Maybe it’s because they’re overpaid crybabies who sit out for months at a time, or maybe it’s because they play the least intense and least physically demanding of all major American sports, but for whatever reason, baseball players sure do enjoy a good fight.

In the past few years, any high and inside fastball has become a reason to either retaliate in kind or simply charge the mound like a child throwing a tantrum.

Most recently, Mets catcher Mike Piazza went after Dodgers pitcher Guillermo Mota, and anyone watching the game saw the rage in Piazza’s eyes.

After a pitch hit Piazza in the back, he felt compelled to charge the mound while Mota ran into the dugout and was escorted home after the game as protection from the still steaming Piazza.
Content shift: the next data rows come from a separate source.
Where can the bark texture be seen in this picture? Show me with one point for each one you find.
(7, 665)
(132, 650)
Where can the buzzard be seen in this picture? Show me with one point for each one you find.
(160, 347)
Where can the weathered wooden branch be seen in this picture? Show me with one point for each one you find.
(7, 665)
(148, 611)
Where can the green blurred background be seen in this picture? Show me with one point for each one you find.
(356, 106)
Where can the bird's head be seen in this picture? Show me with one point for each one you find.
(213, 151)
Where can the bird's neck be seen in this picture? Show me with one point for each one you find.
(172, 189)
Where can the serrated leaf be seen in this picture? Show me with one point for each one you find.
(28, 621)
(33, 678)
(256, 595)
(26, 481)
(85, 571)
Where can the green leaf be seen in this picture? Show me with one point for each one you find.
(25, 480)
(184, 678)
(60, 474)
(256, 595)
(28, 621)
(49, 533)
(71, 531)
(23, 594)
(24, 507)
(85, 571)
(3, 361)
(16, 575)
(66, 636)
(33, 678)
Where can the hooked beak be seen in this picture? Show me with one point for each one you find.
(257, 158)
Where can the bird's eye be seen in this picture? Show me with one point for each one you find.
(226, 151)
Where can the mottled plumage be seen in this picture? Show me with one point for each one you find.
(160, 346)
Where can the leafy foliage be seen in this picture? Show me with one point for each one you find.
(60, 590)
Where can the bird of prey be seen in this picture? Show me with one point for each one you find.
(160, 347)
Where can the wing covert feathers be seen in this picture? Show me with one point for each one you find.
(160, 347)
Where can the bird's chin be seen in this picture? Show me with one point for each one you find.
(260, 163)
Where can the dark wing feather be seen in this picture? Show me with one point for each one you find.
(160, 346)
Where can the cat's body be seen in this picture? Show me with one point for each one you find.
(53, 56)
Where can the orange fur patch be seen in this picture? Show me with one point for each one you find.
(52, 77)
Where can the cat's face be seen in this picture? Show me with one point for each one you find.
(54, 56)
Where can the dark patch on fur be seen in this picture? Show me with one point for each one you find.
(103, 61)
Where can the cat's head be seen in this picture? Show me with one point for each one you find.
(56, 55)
In essence, fans are left with one guy getting beaned in a literally meaningless game and taking the offense as a personal attack, while a bench-clearing melee ensued and umpires were left standing helplessly by the wayside. Even when a hit batsman doesn’t result in petty violence, a clear culture of violence and retaliation has sprung from baseball where it has become perfectly acceptable to intentionally go after players months after an incident.

So Piazza and any others involved in fighting will be fined and suspended. But how effective are either of these measures when a player chooses the games he misses and is ultimately able to deduct fines levied as a business expense? There is a reason fights are rarely seen at the college or minor league levels, and it is primarily because college players are quite possibly more mature than the average Major League Baseball player and such behavior is simply not tolerated at the college or minor league levels.

If you want to punish baseball players for charging the mound or degenerating a game into a bench-clearing brawl, forget fining the player a pittance he can simply earn back when tax season comes. Instead, give umpires the power to forfeit games when someone decides to charge the mound rather than take the base. Translation: You charge the mound, you lose the game.

But for some teams perennially out of contention, a loss has no effect on a season or team morale. In addition to a loss in the standings, why not take a team’s portion of the money from the gate as well? While charging an individual player a few thousand dollars for a childish indiscretion most surely won’t bring change, taking away six figures from a team will. Add to this television revenues lost for an

unfinished, forfeited game, and teams will also be forced to deal with pressure from networks losing millions because of a hothead with a bat and an ax to grind.

Fighting has no place in professional baseball and needn’t be tolerated. A culture of revenge and retaliation may have sprung from a few well-placed inside pitches, but when standard measures can’t quell an insurrection, it may be time to hit teams, not players, where it counts: the pocketbook.